Smith v. JCP&L, 421 N.J. Super. 374 (App. Div. 2011).  This opinion, authored by Judge Skillman, addresses a number of interesting issues involving inverse condemnation, nuisance, and other things.  From an appellate practice perspective, however, the case is of interest because it holds that the judgment was not final, and therefore appealable, in the circumstances of this case, due to an unresolved application for costs.

There was an appeal and a cross-appeal in this case.  Plaintiffs appealed the denial of their inverse condemnation claim even though they had prevailed on their nuisance theory.  Plaintiffs did not appeal until more than 45 days after the judgment in their favor.  Defendant moved to dismiss the appeal as being too late.  The judgment, however, had not addressed plaintiffs’ application for costs, since plaintiffs had yet to seek them.  Plaintiffs contended that their time to appeal did not begin to run until the costs issue was resolved.

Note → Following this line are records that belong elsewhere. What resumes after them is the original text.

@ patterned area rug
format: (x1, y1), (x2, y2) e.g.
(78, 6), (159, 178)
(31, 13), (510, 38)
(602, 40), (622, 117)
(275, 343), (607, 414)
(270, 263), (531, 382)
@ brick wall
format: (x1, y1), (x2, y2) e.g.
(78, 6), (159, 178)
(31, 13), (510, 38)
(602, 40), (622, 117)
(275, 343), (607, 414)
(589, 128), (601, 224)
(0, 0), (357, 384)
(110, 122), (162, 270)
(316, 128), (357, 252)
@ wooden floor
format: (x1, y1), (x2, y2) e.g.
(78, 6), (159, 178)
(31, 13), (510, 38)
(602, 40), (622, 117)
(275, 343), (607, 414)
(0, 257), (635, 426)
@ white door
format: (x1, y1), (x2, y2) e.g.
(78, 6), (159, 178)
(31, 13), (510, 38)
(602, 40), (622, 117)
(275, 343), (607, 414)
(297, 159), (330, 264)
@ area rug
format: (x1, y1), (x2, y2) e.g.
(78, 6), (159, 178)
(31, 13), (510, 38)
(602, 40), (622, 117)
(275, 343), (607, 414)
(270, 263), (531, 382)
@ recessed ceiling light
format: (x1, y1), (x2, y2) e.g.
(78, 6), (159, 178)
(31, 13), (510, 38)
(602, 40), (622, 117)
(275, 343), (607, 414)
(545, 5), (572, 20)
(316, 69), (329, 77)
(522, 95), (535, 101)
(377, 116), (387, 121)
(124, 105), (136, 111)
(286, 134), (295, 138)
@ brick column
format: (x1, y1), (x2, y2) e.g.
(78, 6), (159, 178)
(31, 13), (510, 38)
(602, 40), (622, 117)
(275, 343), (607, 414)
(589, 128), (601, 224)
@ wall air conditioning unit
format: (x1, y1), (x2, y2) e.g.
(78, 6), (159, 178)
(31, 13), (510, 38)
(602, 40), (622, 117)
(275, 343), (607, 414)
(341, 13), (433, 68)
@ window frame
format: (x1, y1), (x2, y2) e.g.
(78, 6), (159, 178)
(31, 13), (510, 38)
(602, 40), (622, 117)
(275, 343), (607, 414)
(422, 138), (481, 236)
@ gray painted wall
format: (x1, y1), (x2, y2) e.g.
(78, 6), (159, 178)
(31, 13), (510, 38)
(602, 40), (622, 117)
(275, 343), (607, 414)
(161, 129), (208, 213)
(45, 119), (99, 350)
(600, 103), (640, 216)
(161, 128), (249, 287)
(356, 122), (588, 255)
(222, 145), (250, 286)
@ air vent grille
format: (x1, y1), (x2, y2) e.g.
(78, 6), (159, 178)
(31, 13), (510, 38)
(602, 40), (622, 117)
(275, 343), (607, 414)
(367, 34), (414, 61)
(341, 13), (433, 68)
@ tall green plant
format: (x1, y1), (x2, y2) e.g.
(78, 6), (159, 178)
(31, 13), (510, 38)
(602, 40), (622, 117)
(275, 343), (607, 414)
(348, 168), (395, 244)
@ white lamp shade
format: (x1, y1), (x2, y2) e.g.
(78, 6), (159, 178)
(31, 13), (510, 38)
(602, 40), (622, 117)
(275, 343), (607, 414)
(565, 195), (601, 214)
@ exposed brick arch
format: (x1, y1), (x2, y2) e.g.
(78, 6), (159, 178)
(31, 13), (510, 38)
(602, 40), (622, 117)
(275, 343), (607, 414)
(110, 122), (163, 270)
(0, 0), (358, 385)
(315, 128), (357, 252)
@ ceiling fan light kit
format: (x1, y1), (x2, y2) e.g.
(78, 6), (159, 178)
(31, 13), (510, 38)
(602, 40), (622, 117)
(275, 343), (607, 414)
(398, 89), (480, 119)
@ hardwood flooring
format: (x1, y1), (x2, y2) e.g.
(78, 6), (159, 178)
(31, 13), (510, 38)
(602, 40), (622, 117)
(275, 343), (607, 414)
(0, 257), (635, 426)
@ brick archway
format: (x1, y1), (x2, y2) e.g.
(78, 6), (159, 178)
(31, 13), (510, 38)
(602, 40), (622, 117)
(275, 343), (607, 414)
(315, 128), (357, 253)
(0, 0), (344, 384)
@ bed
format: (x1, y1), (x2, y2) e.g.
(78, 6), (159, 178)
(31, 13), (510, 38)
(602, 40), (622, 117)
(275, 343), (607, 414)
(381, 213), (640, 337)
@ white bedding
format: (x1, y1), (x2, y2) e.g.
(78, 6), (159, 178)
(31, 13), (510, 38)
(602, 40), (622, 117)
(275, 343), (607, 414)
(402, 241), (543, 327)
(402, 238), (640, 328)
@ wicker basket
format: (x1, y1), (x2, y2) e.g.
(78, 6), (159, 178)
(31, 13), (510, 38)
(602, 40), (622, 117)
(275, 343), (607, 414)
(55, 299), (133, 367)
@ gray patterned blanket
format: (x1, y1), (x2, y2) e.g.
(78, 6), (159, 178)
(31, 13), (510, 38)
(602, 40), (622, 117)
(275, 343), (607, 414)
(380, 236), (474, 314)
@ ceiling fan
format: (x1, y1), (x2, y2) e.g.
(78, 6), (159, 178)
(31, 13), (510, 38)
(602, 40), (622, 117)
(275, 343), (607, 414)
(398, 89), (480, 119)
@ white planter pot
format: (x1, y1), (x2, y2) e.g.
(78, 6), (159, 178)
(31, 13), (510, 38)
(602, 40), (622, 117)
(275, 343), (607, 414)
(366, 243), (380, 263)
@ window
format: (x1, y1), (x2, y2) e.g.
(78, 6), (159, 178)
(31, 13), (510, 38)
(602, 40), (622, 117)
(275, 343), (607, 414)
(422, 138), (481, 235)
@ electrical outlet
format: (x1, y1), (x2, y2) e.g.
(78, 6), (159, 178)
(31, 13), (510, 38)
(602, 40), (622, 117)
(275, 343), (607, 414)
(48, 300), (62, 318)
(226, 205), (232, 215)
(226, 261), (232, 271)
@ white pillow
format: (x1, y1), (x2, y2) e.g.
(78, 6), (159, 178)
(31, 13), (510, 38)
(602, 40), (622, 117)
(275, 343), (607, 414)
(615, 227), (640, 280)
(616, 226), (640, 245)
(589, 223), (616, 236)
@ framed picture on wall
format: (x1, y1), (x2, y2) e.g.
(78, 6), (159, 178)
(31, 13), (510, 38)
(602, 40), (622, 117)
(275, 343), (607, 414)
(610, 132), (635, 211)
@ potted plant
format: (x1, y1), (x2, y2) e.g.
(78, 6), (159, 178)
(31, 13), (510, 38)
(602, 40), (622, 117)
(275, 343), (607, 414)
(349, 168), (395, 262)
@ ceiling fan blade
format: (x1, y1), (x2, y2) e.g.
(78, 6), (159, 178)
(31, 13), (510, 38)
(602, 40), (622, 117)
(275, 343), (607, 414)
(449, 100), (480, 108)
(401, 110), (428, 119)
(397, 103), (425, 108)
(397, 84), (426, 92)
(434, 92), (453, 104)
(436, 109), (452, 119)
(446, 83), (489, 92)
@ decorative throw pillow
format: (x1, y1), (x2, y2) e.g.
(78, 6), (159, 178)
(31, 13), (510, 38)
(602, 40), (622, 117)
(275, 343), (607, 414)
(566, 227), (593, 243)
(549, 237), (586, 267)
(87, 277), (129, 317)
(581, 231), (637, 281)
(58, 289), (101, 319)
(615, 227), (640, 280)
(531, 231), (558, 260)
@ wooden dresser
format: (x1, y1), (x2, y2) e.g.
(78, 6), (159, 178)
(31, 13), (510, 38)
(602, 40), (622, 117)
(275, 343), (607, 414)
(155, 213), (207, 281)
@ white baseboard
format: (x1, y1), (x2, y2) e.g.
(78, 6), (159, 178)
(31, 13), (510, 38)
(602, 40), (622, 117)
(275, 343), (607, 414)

As Judge Skillman observed, normally, a judgment that awards the winning party its taxed costs is considered final, since “a determination of the amount of taxed costs is usually a routine ministerial function performed by the clerk of the court.”  Here, however, where plaintiff sought nearly $50,000 in costs from the clerk, the trial court had to, and eventually did, rule on that application.  In this circumstance, the judgment remained interlocutory until the costs issue was resolved.  The rule that a judgment or order must dispose of all claims as to all parties in order to be final is “no less applicable to an appeal … of an issue, such as counsel fees and costs, that ought to have been resolved before final appellate review.”